SPORT and leisure services in Newport could face significant cuts if the city’s council keeps them in house, a report on a proposed leisure trust has warned.

Newport council cabinet documents make a stark warning that if the services stay in house it will be difficult to make needed savings of more than £400,000 without shutting facilities.

The group of senior Labour councillors is to consider again on Monday whether the authority should transfer its leisure services into a trust, after they expressed caution and put off the decision at a meeting last March. The sites which would potentially go over to a trust include Newport Centre, the Active LIving Centre in Bettws, Newport Velodrome, Newport Stadium and the Tennis Centre, Spytty.

Labour cabinet member for leisure and culture Debbie Wilcox says she’s signed up to the plan, and the state of local government finance led her to change her mind.

If it is given the go-ahead, the trust could be operational by 2015.

The report to cabinet explains that cabinet members have been given further briefings on the proposals since the March meeting.

Newport council is aiming to save £412,000 within the sport and leisure services department by 2017, under current budget projections.

But the report explains it is “unlikely that a saving of £412,000 could be achieved in the short term through continuing with an in-house service without further facility closures and a significant reduction in services for residents”.

Savings of £412,000 can be achieved through tax relief on business rates that would be available to a trust, the report explains, and the body would also be exempt of VAT on certain income.

Setting up the trust will cost £865,000, which would need to be funded out of the council’s invest-to-save fund.

Labour cabinet members at their meeting in March had expressed caution about the plans.

Councillor Bob Poole said he didn’t like giving the family jewels away, and Cllr Wilcox said the proposed saving was small.

But Cllr Wilcox yesterday said her lukewarm welcome to the proposals at the last cabinet meeting “came from the fact that my natural sympathies and political stance is that we provide services for people”.
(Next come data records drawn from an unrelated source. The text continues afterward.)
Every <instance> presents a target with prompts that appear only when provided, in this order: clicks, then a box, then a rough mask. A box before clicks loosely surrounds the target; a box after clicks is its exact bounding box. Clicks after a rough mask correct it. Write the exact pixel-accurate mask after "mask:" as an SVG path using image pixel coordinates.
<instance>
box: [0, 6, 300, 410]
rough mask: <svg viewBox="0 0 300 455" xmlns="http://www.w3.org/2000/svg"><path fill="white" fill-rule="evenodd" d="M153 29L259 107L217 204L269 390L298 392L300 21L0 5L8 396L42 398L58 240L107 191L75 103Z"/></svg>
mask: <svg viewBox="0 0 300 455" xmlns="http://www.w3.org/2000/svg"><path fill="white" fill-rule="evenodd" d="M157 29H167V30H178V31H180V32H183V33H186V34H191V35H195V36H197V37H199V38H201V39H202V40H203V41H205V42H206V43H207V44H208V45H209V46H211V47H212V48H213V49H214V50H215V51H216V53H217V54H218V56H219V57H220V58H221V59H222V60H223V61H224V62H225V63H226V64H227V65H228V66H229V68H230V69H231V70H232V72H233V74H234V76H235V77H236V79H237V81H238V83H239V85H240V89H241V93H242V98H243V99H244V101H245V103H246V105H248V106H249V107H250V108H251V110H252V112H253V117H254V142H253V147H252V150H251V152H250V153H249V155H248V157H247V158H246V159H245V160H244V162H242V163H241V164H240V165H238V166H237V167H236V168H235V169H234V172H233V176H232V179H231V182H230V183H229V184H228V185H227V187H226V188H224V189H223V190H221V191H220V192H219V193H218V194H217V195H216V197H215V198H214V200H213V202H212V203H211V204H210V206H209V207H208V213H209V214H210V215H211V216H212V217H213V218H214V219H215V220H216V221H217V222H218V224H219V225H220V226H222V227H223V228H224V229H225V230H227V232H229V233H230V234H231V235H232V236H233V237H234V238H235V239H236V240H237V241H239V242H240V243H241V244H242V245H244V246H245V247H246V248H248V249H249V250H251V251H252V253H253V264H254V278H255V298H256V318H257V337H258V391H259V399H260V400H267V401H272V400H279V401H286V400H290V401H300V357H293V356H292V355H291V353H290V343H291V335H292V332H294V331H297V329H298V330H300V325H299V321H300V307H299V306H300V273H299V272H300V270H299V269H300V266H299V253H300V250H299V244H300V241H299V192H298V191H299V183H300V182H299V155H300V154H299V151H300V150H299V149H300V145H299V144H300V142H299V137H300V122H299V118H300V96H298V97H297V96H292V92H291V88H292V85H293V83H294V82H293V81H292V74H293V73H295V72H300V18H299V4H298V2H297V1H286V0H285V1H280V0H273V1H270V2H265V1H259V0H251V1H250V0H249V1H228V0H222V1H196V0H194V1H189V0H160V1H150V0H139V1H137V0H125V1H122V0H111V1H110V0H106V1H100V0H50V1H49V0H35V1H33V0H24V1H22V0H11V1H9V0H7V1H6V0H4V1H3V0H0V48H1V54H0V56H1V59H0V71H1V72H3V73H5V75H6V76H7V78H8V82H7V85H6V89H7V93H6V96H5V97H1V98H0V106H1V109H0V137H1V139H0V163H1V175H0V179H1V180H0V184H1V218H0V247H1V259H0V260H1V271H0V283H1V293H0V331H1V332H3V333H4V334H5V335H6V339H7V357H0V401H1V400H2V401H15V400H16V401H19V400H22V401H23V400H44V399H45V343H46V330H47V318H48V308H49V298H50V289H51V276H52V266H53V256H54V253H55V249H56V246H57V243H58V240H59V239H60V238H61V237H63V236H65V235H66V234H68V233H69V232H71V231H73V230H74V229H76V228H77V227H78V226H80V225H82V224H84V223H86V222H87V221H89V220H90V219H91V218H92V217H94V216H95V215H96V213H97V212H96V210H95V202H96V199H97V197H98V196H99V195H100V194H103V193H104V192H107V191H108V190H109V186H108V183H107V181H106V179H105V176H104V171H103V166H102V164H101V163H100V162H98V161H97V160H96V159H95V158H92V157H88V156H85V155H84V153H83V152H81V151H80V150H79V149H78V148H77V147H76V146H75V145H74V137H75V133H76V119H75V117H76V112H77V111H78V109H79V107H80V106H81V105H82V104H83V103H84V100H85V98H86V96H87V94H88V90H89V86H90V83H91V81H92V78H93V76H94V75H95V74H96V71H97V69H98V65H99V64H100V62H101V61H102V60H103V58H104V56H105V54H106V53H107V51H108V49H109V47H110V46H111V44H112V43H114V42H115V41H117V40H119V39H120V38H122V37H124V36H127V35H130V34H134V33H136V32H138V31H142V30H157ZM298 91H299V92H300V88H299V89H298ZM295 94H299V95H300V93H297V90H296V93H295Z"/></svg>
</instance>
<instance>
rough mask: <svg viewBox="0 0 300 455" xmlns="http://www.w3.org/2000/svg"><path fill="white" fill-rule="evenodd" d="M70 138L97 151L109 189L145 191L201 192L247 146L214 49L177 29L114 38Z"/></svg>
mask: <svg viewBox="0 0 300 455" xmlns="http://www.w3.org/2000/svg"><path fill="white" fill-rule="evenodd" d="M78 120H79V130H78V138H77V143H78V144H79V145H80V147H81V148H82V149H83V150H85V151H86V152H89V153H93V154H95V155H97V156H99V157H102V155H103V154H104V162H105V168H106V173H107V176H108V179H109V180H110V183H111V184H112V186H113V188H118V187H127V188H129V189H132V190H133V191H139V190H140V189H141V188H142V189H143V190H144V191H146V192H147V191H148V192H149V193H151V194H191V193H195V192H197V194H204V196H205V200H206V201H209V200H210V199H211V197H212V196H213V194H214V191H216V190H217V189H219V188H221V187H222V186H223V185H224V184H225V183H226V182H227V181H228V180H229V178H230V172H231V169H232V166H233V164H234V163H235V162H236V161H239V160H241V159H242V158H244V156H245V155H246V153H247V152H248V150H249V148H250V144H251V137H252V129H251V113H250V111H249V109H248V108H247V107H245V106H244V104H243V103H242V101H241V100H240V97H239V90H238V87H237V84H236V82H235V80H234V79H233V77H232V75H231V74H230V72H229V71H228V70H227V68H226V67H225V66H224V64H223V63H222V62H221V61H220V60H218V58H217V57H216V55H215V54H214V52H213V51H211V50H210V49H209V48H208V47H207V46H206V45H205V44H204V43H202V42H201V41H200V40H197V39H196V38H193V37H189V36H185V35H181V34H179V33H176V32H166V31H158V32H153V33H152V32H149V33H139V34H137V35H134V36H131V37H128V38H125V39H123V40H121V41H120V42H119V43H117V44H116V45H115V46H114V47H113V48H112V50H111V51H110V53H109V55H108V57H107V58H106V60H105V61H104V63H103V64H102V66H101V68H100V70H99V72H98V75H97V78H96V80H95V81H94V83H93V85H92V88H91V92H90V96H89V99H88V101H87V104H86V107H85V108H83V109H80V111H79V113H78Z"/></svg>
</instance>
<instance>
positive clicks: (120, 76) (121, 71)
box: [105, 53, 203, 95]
“I just had to revise that view looking at the current state of local government finance,” she said.

She added she was now signed up to the plan: “We can’t keep on doing things the way we have done them, because we don’t have the money.”

Labour backbench Cllr Chris Evans, who sat on a panel of councillors that reviewed the project, expressed concerns at the implications of setting up a trust in order to save tax, describing it as a tax dodge.

He said: “Is it right and proper that a Labour council effectively endorses dodging tax?”

Cllr Matthew Evans, Tory group leader, said people across the city are not “particularly precious about who runs services.

“I can’t understand the ‘council must run this’ mentality,” he said.

Leisure trusts are not unique to Newport – Torfaen already has one established, while Blaenau Gwent is looking to set one up in the summer.

Cabinet members will consider whether to push ahead with the trust at their meeting on Monday.